E, antes de chegarmos a conclusões rápidas ou superficiais sobre um processo de real melhoria da distribuição de rendas – incluindo os capitalistas, é claro – no Brasil, é importante assinalar que mantemos uma das estruturas tributárias das mais regressivas do mundo. E, ao mesmo tempo, a política fiscal praticada pelo governo – onde no ano passado, por exemplo, mais de 35% do Orçamento Geral da União se destinaram ao pagamento de juros e amortizações da dívida pública – privilegia, de forma escancarada, aos mais ricos.
Por tudo isso, prefiro ficar com as palavras de Jessé Souza, coordenador do Centro de Pesquisa sobre Desigualdade Social da Universidade Federal de Juiz de Fora e autor do livro ‘A Ralé Brasileira’. Em recente entrevista, ele afirmou: “Esses índices mostram apenas que a pobreza absoluta diminuiu. Mas a desigualdade é um conceito relacional”.
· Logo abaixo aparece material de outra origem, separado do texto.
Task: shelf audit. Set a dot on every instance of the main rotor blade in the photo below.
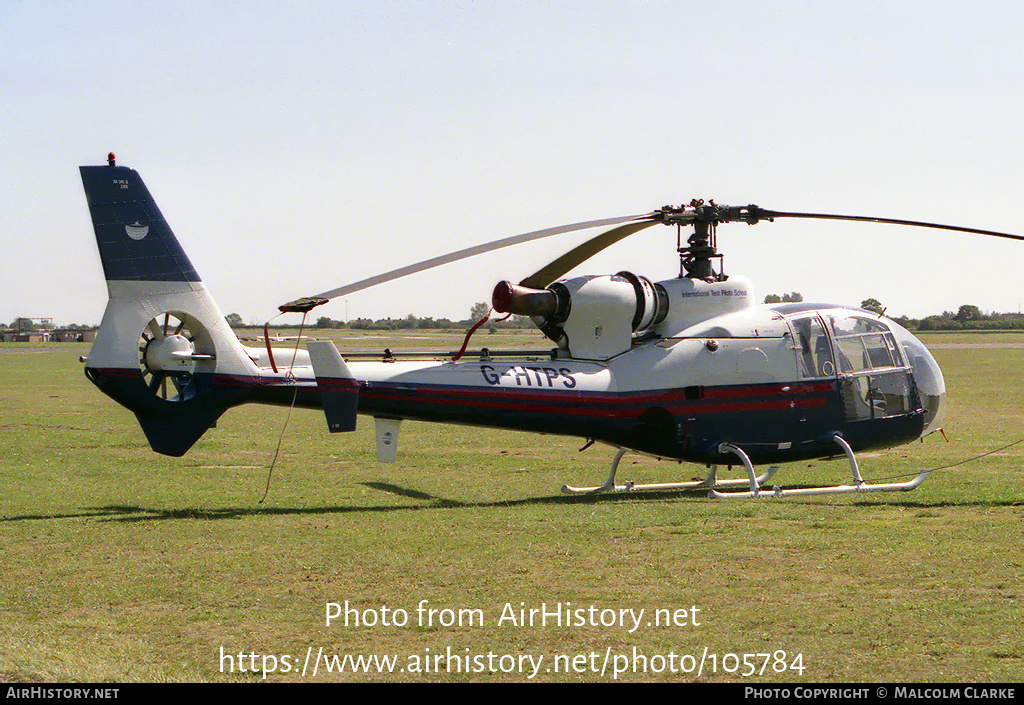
(554, 271)
(768, 214)
(463, 254)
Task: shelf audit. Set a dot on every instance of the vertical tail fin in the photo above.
(164, 348)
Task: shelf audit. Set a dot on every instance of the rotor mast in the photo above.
(701, 247)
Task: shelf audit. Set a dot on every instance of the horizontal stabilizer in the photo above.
(339, 390)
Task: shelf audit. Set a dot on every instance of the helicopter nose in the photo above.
(928, 377)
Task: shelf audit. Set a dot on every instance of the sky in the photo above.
(298, 147)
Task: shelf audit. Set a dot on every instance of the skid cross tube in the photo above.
(711, 481)
(858, 483)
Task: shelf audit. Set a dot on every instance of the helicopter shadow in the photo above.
(131, 513)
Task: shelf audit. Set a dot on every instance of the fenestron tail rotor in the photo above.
(169, 354)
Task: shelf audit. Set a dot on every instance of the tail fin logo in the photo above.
(136, 231)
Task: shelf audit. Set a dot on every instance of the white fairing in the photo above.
(133, 305)
(599, 324)
(694, 300)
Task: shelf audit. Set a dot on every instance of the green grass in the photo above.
(123, 565)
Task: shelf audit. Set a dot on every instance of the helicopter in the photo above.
(690, 369)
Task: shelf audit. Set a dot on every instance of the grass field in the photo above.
(123, 565)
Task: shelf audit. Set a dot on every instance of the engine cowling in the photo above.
(593, 318)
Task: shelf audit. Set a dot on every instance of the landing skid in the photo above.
(858, 484)
(707, 484)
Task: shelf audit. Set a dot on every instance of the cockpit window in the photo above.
(873, 377)
(814, 351)
(864, 344)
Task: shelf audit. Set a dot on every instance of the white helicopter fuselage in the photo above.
(675, 369)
O Brasil é uma das sociedades complexas mais desiguais do planeta. Entre 30% e 40% de sua população tem inserção precária no mercado e na esfera pública. Somos uma sociedade altamente conservadora, que aceita conviver com parcela significativa da população vivendo como “subgente”. Essa classe social, que chamamos provocativamente de “ralé”, é a mão de obra barata para as classes média e alta que podem – contando com o exército de empregadas, motoboys, porteiros, carregadores, babás e prostitutas – se dedicar às ocupações rentáveis e com alto retorno em prestígio.
É isso que chamo de “desigualdade abissal” como nosso problema central. Desigualdade abissal que, sem uma profunda alteração do modelo econômico em curso, com uma total alteração da política econômica dos banqueiros, não será alterada.
Paulo Passarinho é economista e membro do Conselho Regional de Economia do Rio de Janeiro.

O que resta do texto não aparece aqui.